Lightbulb moment: when my Dad told me what puns Goscinny and Uderzo used for Asterix. Brilliant.

For the past two years, I’ve shared Julian Treasure’s two powerful TED Talks about listening and speaking.  I wish my PLC would watch them together and come to some understanding of how we can communicate to our full potential and then was reminded there is no magic wand or quick fix. And, we’re not broken either, just new and working out our particular personalities. But I can have my students watch them, gleaning the best advice he offers. All my students shared in an interest survey they would like quiet when reading or writing — heavy cognitive demands. And yet, those who talk continue to do so. Continue to interrupt, fill in the spaces of quiet, step on others thoughts. There are many reasons for this, which Treasure outlines in his ‘filters’ of listening bullet points.
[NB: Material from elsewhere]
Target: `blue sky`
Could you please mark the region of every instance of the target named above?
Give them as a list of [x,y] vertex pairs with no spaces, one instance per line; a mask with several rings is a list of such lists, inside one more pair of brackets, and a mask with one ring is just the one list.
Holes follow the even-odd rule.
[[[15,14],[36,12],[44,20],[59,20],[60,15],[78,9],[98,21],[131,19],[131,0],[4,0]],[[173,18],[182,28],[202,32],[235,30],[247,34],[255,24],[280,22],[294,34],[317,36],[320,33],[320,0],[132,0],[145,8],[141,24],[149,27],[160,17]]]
But one word caught the ear of my third-period class, and it became a teachable moment for the rest of the day. When we lose credibility in our spoken word, one of the sins is being dogmatic. They said out loud, “What is that?!” and I told them I was so proud of them for stopping and asking. Fourth and fifth periods said nothing, going along until I stopped the film and asked them if they knew what that meant, and no, they did not. I said that is an example of metacognition, what third-period did showed they didn’t understand something and then wanted to find their way back.
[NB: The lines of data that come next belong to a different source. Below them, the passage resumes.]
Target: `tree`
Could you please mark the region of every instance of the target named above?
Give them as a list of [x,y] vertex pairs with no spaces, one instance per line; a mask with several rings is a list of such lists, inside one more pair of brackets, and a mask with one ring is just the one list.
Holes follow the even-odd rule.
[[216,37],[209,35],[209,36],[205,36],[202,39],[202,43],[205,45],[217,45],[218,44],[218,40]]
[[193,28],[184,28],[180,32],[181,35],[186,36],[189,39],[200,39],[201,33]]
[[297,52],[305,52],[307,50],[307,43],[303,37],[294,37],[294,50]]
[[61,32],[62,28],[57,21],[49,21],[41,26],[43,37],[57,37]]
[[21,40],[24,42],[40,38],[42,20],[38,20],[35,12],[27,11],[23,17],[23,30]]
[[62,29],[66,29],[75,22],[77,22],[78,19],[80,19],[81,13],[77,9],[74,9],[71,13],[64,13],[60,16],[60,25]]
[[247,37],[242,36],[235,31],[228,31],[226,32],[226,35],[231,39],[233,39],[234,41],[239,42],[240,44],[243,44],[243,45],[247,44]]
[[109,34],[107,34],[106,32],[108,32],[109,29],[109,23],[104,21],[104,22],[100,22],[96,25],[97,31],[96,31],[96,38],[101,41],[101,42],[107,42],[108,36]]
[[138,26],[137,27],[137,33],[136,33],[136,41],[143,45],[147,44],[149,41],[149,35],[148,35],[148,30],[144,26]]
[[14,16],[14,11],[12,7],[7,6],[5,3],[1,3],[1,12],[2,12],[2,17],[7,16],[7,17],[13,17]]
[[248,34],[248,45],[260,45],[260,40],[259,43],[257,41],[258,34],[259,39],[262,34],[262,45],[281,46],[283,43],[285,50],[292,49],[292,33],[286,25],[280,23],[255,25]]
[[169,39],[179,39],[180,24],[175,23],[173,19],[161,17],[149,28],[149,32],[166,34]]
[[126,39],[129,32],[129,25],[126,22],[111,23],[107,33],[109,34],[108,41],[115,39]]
And then I explained what it meant and we thought of examples.

I choose this word because that seems to be the current theme of the hour: many are dogmatic in their educational and political practices, speaking their opinions and not allowing any processing time. We all display times of dogmatism from time to time. All I can do is keep myself in check and weigh out passion from dogmatism, research and risk to capriciousness.

And we all could use some time to listen to each other more. Starting at third period, I timed a three-minute quiet break, where all they were asked to do was listen, and write down the noises/sounds they heard. They loved it. In this era of cacophony and mayhem, perhaps that is one gift I can offer more frequently– time in their own heads.